We've blogged before about Zimbabwe's brutal rape camps and the dearth of international attention paid to these horrifying political crimes. That post was written nearly two years ago, when AIDS-Free World began its investigation of ZANU-PF's policy of systematic rape of political opposition. After an eighteen-month study, the final report, Electing To Rape: Sexual Terror in Mugabe's Zimbabwe, was released last December. It's an important and shocking read that calls to mind the rape camps of the former Yugoslavia.
So why not a similar international legal response to these brutal crimes? That's the question asked this week by AIDS-Free World's Stephen Lewis, the former UN Special Envoy for HIV/AIDS in Africa. Lewis's group has called for the International Criminal Court to investigate. Specifically, Lewis has promised to present a legal dossier to the Office of the Prosecutor next month in hope that they will pursue crimes against humanity proceedings, presumably against Robert Mugabe and the Joint Operations Committee that is responsible for state security in Zimbabwe.
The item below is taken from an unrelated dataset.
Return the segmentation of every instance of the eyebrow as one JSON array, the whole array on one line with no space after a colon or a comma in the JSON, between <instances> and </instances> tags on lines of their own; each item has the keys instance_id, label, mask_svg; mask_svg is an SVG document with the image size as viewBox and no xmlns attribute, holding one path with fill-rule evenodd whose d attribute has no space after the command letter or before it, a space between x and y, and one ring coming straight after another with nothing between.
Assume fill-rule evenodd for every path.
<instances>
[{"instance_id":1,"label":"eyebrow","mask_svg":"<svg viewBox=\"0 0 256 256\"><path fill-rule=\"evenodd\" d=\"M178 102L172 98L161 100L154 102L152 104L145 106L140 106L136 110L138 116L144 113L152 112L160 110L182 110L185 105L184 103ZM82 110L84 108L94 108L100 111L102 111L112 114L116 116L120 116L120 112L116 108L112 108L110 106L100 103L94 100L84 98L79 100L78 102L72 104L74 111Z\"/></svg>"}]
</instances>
It's quite a bold bid to overcome the silence and impunity that have shrouded Mugabe and his ZANU-PF followers, and even as one who's often skeptical of imposing universalist norms from above, I couldn't help but cheer on this particular effort. (Lewis has also called on the Southern African Development Community and the African Union to take action against the perpetrators of these crimes, but given their consistent unwillingness to utter even a critical word against Mugabe, I can't imagine his hopes are high.)
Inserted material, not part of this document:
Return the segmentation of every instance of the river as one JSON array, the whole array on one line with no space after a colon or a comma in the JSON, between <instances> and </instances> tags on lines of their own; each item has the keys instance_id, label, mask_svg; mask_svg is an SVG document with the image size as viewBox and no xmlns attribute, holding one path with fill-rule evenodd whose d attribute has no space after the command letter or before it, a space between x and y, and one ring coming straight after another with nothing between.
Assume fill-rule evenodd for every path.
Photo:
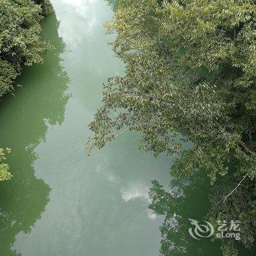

Though the potential prosecution raises fascinating issues, from legal (command responsibility) to political (indicting a second sitting African head of state), this post focuses on the gender dimensions of such a move. At first glance, it seems all upside -- the possibility of of bringing greater gender balance to the docket and jurisprudence of the ICC, and demonstrating that gender-based violence will be taken as seriously as other crimes. But it's important not to forget that this dismantling of one hierarchy obscures another; namely, the elevation of "political" crimes perpetrated by organized actors over "opportunistic" crimes enabled by the breakdown of the rule of law. Case in point: Zimbabwe has shockingly high rates of child rape, with a single pediatric clinic in Harare seeing 30,000 sexually abused children over the past four years. Despite their prevalence, such crimes fall outside the scope of the ICC statute, providing an important reminder that a greater focus on international criminal law may relegate to the back seat the suffering of women and children from the increase in domestic violence and child abuse that often results from political conflict.